Sky smiled. “Mmm. Sounds reasonable.”

“It wasn’t. But it’s hard for the average fifteen or sixteen-year-old who’s grieving to come up with the right words to tell the universe it fucking sucks. So, I blamed Harry. And every time I came home with a crappy attitude, moaning about everything from school to a lack of mosquitoes in the summer and sunshine all damn year, Harry would just…smile and tell me he understood. That pissed me off more. And one day, I lost it. I mean…lost it.

“Everything set me off. They were serving pizza instead of chicken nuggets in the cafeteria, the girl I had a crush on told me Billy Hauser asked her to prom, my binder broke in the middle of homeroom and my notes went flying.…You name it, it happened. None of it added up to much, but I wasn’t home, and I didn’t have anything or anyone I could rely on to make it better. I missed my friends in Michigan, I missed my old team, my old coach. And I really fuckin’ missed my dad. So much…that I sat on the front porch and listened to his old voice messages.”

“You saved them?” Sky asked.

“Yeah, I still have ’em.”

I jumped out of the hot tub and grabbed my phone from on top of our clothes.
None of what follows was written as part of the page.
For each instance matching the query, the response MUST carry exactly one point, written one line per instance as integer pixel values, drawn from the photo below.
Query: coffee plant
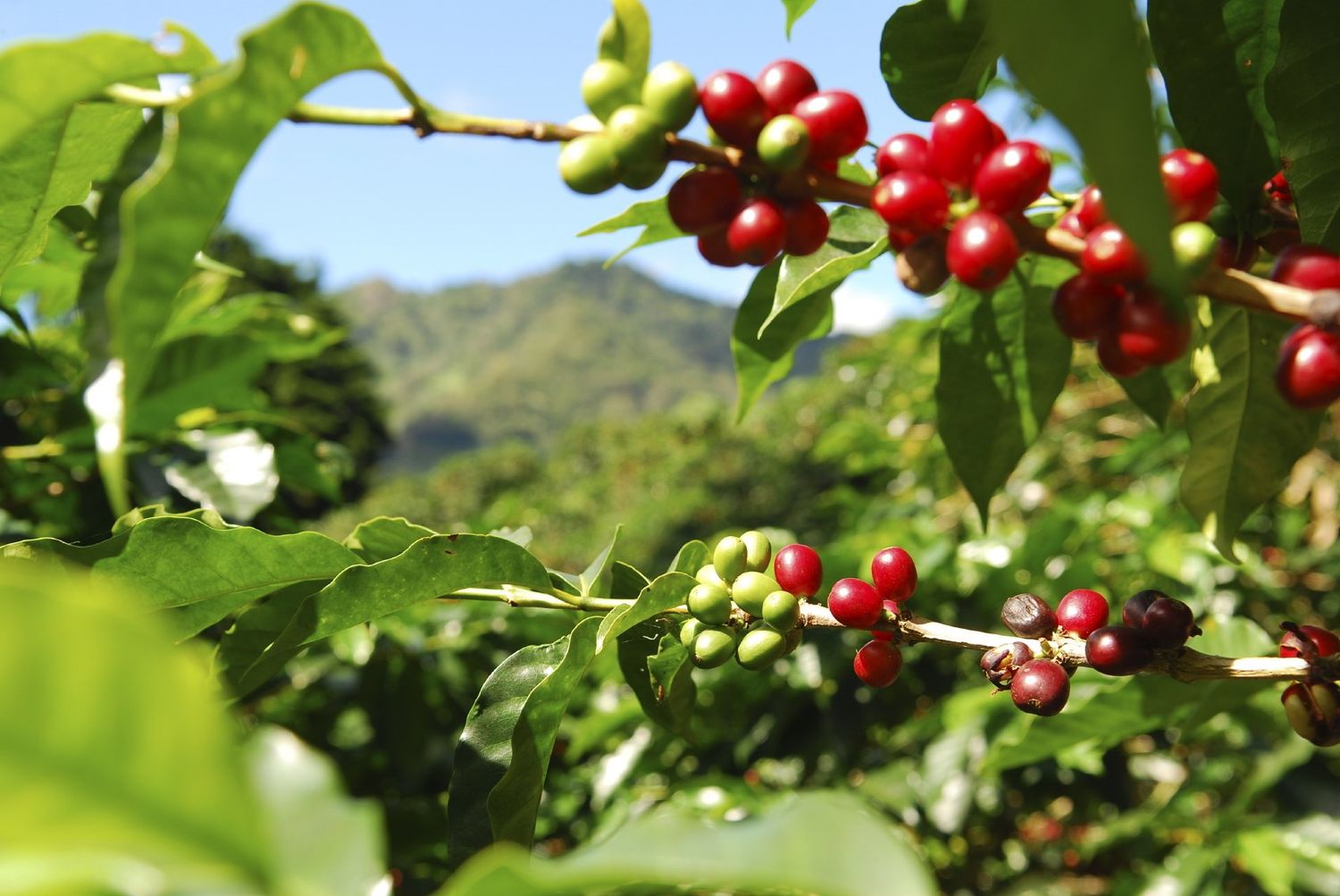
(688, 727)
I sat on the ledge, next to Sky, and scrolled through old voice mails until I found what I was looking for.

“Hey buddy, I was at the rink today and I ran into Gretzky. He says ‘I hear your boy is gonna give me a run for my money someday.’ I told him to watch out for Colby Fischer. Okay, none of that happened, but it will. Keep working hard. And don’t forget to fuckin’ call me. It’s boring as hell out here without you. Love you, kid.”
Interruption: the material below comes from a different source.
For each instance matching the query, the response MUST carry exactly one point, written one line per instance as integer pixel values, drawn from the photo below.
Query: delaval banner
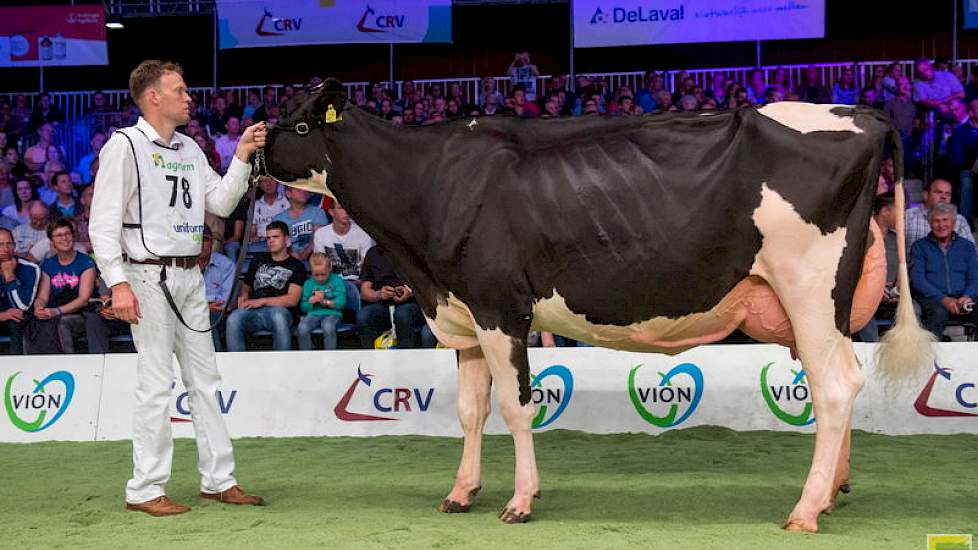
(258, 23)
(53, 36)
(599, 23)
I sighed heavily and tossed my cell toward our clothes before sinking into the water again. When I spoke again, my voice was thick with emotion. “That’s from nine years ago. I haven’t listened to that one in a while, but after he died, I needed to hear Dad’s voice every day. I used to torture myself with these. I thought it would help, but on bad days, they made everything go dark. Like the day of the broken binder…I went inside and found Harry and Mom canoodling in the kitchen. All I could think after my initial ‘God, that’s gross,’ was that Harry stole my life. It was his fault that I was here, and my dad was dead, and my mom loved him, and I’d never get a real shot to play hockey, and blah, blah, blah. You know, teenage angst times ten.”

“Sounds kind of normal.”

“Sure, until I went to my room and fucking shredded it. I threw books and furniture, slashed a pillow and tore a comforter, and broke down like a kid. My mom started crying and Harry…”

My nostrils flared and my eyes blurred with tears. I blinked at them furiously and swallowed hard.

Sky caressed my arm, then gently put his around me. “What did Harry do?”